I just got back from the wonderful Augustana Information Literacy Workshop held at the Augustana campus of the University of Alberta in Camrose, Canada. There were three great things about the event for me:http://www.blogger.com/img/blank.gif

Entrance to the library at Augustana with poster of previous workshops.
1) I got to meet Bill Johnston and Sheila Webber (Sheila's well-known IL Weblog), the research team from Britain who conducted a major phenomenographic study of how UK academics understand information literacy and information literacy pedagogy.

Sheila Webber
2) I learned a lot from Bill and Sheila's discussion of what they call the "information literate university." In the morning they outlined this concept and introduced the idea of information literacy as a discipline (read their article cited below for more information), and then in the afternoon they had the attendees map our own institutions' progress in moving from embryonic, or intermediate information literacy programming towards becoming an information literate university.

Bill Johnston told the group we need to "Think Big."
3) The third thing that made the Augustana Workshop so wonderful was the thoughtful arrangements of Nancy Goebel and all the staff at Augustana.
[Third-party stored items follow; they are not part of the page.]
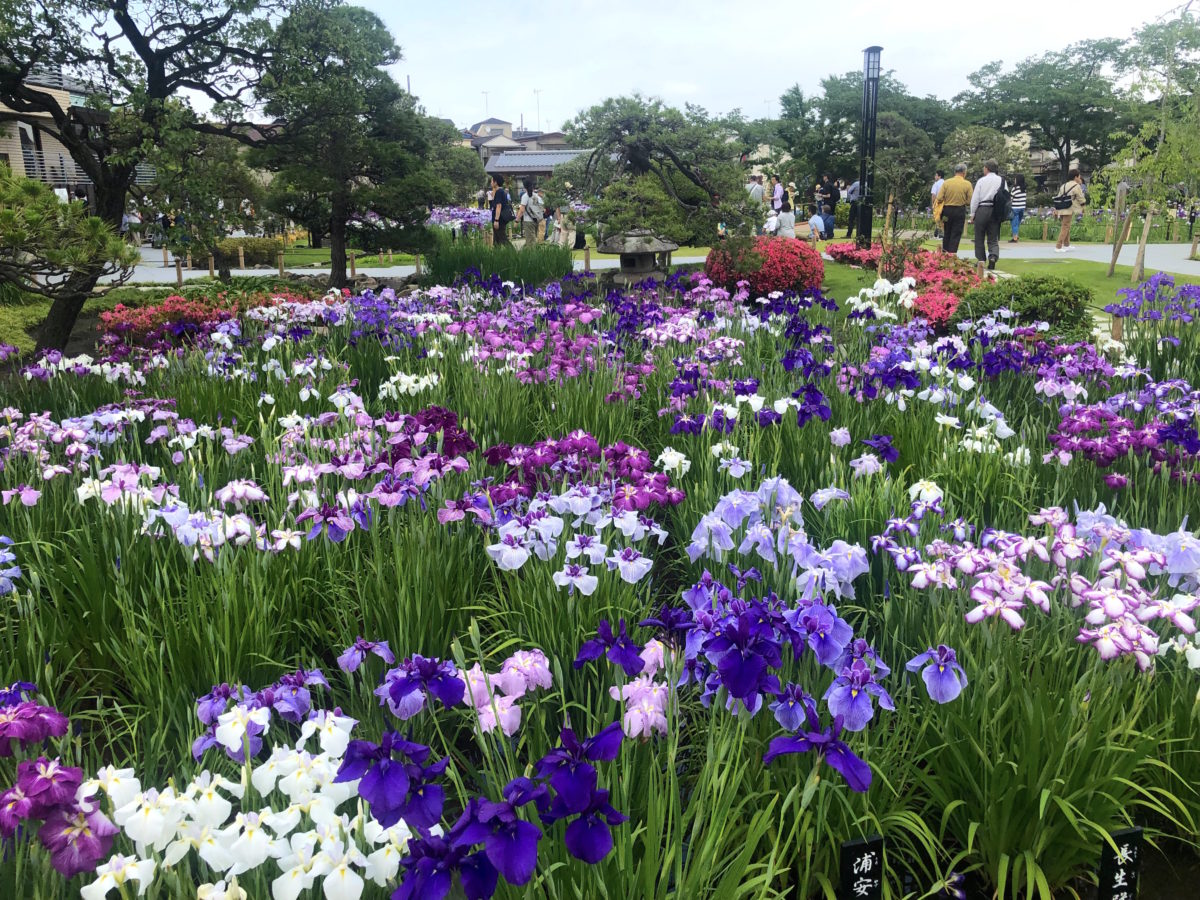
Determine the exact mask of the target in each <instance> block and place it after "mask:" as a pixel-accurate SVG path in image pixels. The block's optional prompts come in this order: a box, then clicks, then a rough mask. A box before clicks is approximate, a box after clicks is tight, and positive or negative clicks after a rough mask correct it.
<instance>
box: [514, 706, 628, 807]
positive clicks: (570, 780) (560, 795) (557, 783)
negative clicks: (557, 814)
mask: <svg viewBox="0 0 1200 900" xmlns="http://www.w3.org/2000/svg"><path fill="white" fill-rule="evenodd" d="M623 738H624V734H623V733H622V730H620V722H611V724H610V725H606V726H605V727H604V728H601V730H600V731H599V732H596V733H595V734H594V736H593V737H590V738H586V739H583V740H580V739H578V738H577V737H576V736H575V732H574V731H572V730H571V728H563V732H562V746H558V748H556V749H554V750H551V751H550V752H548V754H546V755H545V756H544V757H541V758H540V760H539V761H538V762H536V763H535V770H536V773H538V778H540V779H548V780H550V786H551V787H552V788H554V793H556V794H557V796H558V797H557V802H558V803H560V804H562V806H563V810H564V815H568V814H576V812H583V811H584V810H587V808H588V804H589V803H590V802H592V794H593V793H594V792H595V790H596V770H595V767H594V766H593V764H592V763H594V762H612V761H613V760H616V758H617V754H618V752H620V742H622V739H623Z"/></svg>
Aside from just hosting the workshop each year (a major contribution to the information literacy scholarly conversation), they were so incredibly welcoming and made everything really easy. One small example of their thoughtfulness was the cookie I was given as I checked into my hotel that had the workshop information wrapped around it! A tasty way to convey workshop details! Go Augustana.
Johnston, B. and Webber, S. (2005). As we may think: Information literacy as a discipline for the information age. Reserach Strategies, 20(3), 108-121.
Webber, S. and Johnston, B. (2006). Working towards the information literate university. In G. Walton and A. Pope (Eds.), Information literacy: Recognizing the need. Oxford: Chandos, pp. 47-58.